Ensuite, ce qui me fait nettement moins sourire, c’est un autre objectif qui a des retombées selon moi plus problématiques : « L’empreinte gaz à effet de serre de la demande finale en denrées alimentaires – calculée par personne sur la base de la comptabilité environnementale – recule d’un quart par rapport à 2020. » La note qui complète cet objectif fait référence à des travaux internationaux qui sont loin de faire l’unanimité. La quantification de l’empreinte carbone de notre régime alimentaire repose sur de nombreuses estimations, notamment en ce qui concerne nos importations, comme je l’ai montré dans un article récent.
Responsabilité des entreprises
Jusqu’ici la stratégie de la Suisse a été de s’engager dans les institutions internationales, notamment l’OCDE, pour que le respect de la responsabilité des entreprises au niveau social et environnemental devienne un standard international, ce qui garantit à nos entreprises multinationales des conditions concurrentielles optimales. La question qui se pose est de savoir dans quelle mesure nous voulons prendre les devants au plan intérieur. A lire la stratégie du Conseil fédéral on a l’impression de retrouver l’argumentaire des défenseurs de l’initiative populaire pour des multinationales responsables qui, malgré l’opposition du Conseil fédéral, a été acceptée par le Peuple suisse en novembre 2020, mais qui a échoué au niveau de la majorité des cantons.

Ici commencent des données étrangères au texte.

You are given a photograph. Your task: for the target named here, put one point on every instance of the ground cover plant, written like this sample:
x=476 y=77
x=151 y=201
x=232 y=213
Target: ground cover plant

Il sera donc à mon avis très intéressant d’analyser à l’avenir les mesures que le Conseil fédéral mettra en œuvre pour atteindre cet objectif.
Services financiers
Cet élément fait l’objet d’un chapitre spécial qui indique que notre pays est particulièrement amitieux dans ce domaine : « le but est de faire de la Suisse une référence mondiale en matière de services financiers durables ». L’idée que la Suisse devienne le premier de la classe et ne doivent pas lutter contre les erreurs du passé, comme cela s’est produit dans le domaine du secret fiscal, est en soi intéressante. Toutefois, la question de l’évaluation de la durabilité des investissements pose de nombreux problèmes conceptuels et techniques. Si des méthodes sont proposées en ce qui concerne l’empreinte carbone, les problèmes deviennent encore plus massifs lorsqu’on s’aventure dans d’autres dimensions que les gaz à effet de serre. Je continuerai d’approfondir cans ce Blog ces questions très intéressantes. Dans tous les cas j’analyserai de près la mesure annoncée dans ce chapitre, à savoir que « La FINMA devrait adopter en été 2021 les exigences plus concrètes qu’elle compte imposer aux plus gros assureurs et aux grandes banques pour la divulgation de leurs risques financiers liés au climat. » (Stratégie, pp. 37-38).
Conclusions
Je dois dire que je reste sur ma faim après la lecture de ce document de 57 pages. Ce qui manque c’est un véritable chiffrage de ces mesures, notamment en termes financiers. « Normalement » cet exercice stratégique aurait dû être couplé à la préparation d’un programme quadri-annuel qui aurait été discuté en même temps que le programme de législature, et donc chiffré en même temps que le plan financier quadriennal. L’administration fédérale – et plus particulièrement les départements et offices responsables (ARE et DFAE) – n’ont pas pu relever ce défi et ont accouché d’un plan d’action pour deux ans et de nature éminemment anecdotique comme nous le verrons dans un autre article.